Law report: No right of silence in poll tax proceedings: Regina v Highbury Corner Magistrates' Court and another, ex parte Watkins: Queen's Bench Division (Mr Justice Henry), 9 October 1992
It was no crime not to pay the poll tax, and a defaulter, by appearing in such proceedings, did not thereby risk prosecution or penalty within the meaning of section 14(1) of the Civil Evidence Act 1968.
Mr Justice Henry refused an application by Phoebe Watkins for judicial review by way of orders of mandamus to compel the Highbury Corner Justices, when hearing a committal application by Islington London Borough Council, (i) to hear legal argument as to her compellability as a witness, or (ii) to permit her the assistance of a friend in court.
But although his Lordship denied the applicant the formal relief she had sought, he upheld her complaint that she should, at a committal hearing on 21 April 1992, have been permitted the advice and assistance of a friend in court and should been given an opportunity to cross-examine the local authority's witnesses.
Hugo Charlton (Graham Bash & Co) for the applicant.
MR JUSTICE HENRY said that the justices, in pursuance of their statutory power to inquire into the debtor's means and as to whether her failure to pay community charge was due to her wilful refusal or culpable neglect, had called the applicant into the witness box.
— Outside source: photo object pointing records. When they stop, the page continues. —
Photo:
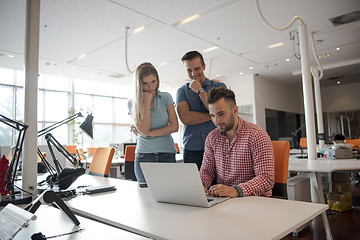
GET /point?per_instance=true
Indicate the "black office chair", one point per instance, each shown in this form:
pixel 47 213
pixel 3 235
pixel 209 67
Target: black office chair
pixel 129 162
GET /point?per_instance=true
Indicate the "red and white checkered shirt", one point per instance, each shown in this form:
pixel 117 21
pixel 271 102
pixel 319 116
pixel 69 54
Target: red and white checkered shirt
pixel 248 162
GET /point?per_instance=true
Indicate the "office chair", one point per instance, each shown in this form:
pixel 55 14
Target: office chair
pixel 177 148
pixel 71 149
pixel 354 142
pixel 81 154
pixel 91 151
pixel 100 165
pixel 129 162
pixel 281 157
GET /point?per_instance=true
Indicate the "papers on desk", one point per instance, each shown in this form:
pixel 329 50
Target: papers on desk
pixel 12 220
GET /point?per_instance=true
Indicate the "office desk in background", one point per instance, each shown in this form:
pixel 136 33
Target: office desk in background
pixel 51 221
pixel 132 208
pixel 315 168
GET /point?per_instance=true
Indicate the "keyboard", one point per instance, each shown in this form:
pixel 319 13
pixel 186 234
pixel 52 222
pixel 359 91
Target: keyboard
pixel 12 220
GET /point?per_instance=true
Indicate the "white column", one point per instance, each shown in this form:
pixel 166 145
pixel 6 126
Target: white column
pixel 319 115
pixel 29 172
pixel 308 92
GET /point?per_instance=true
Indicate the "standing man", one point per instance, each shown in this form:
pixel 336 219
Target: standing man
pixel 192 107
pixel 239 154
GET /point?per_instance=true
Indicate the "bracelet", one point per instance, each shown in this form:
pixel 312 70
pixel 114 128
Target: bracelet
pixel 200 91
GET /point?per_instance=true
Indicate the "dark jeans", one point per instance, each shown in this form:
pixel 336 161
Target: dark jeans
pixel 193 157
pixel 150 157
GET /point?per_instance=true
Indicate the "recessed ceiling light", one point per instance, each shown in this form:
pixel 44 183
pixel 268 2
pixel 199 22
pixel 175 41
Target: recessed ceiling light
pixel 137 30
pixel 324 55
pixel 210 49
pixel 81 56
pixel 275 45
pixel 186 20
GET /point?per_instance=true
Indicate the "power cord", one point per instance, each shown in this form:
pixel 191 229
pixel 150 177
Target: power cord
pixel 40 236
But she would not answer their questions for three reasons.
(1) She had prepared her case with the assistance of a friend and wanted her friend to advise her and assist her in court, but the friend had been refused entry to the court.
(2) She had been denied the opportunity to cross-examine the local authority's principal recovery officer on the evidence he had given the justices as to the steps taken by the authority to recover community charge.
(3) She wished to challenge her obligation to answer questions put to her and to address legal argument to the court on her entitlement to rely on the privilege against self-incrimination.
The justices took the view that since the procedure under regulation 41 was merely a means inquiry and involved no point of law, there was nothing on which the friend could assist and no relevant questions to be put to the recovery officer.
On the first issue it was clear, in his Lordship's judgment, following R v Leicester City Justices, ex p Barrow (1991) 2 QB 260, that a litigant in person was entitled, in the interests of fairness, to have the assistance of an adviser in court, unless, in the interests of justice and to maintain order and regulate the proceedings, the court ordered otherwise. The mere fact that the proceedings were, in the court's view, simple and straightforward was not a reason for denying such assistance.
On the second question, although the applicant could not reopen the issue of her liability to pay, a liability order having already been made in earlier proceedings in which she had an opportunity of challenging it, the present proceedings were more than just a means inquiry. The justices had to be satisfied that the charging authority had attempted to levy distress and had found insufficient goods on which to levy it, and as to the precise amount still outstanding and whether anything had been paid since the liability order. These things had to be proved, and were susceptible to challenge by cross-examination.
As for the third (and most important) question, the Common Law privilege against self-incrimination was now set out in section 14 of the Civil Evidence Act 1968, which was declaratory of the Common Law. See Re Westinghouse Electric Corporation (1978) AC 547 at 636 (per Lord Diplock).
Section 14 read: '(1) The right of a person in any legal proceedings other than criminal proceedings to refuse to answer any question . . . if to do so would tend to expose that person to proceedings for an offence or for the recovery of a penalty (a) shall only apply as regards criminal offences under the law of any part of the United Kingdom and penalties provided for by such law . . .'
That was quite clear, as was its application. Proceedings under regulation 41 were plainly legal proceedings other than criminal proceedings, since they were proceedings for the recovery of unpaid tax. The applicant's answers as to her means and as to why she had not paid would not expose her to proceedings for a criminal offence, because it was no crime not to pay the poll tax, any more than it would have been not to pay rates.
In this context, moreover, 'penalty' clearly meant something in the nature of a fine provided for by statute: see Re Westinghouse (above) at 563-565. There was no provision in regulation 41 for the imposition of any such penalty.
It followed that the privilege against self-incrimination had no relevance to questions asked in civil proceedings for the recovery of unpaid tax. It would not have provided the applicant wih a 'just excuse' under section 97(4) of the Magistrates Courts Act 1980, and she would have been vulnerable, under that section, to be committed into custody for her refusal to give evidence.
Although she should have been allowed to argue this point before the justices, since it would clearly fail it was not right now to order the justices to hear it. Nor was it necessary, having set out the law, to order the justices to permit the applicant the assistance of her friend.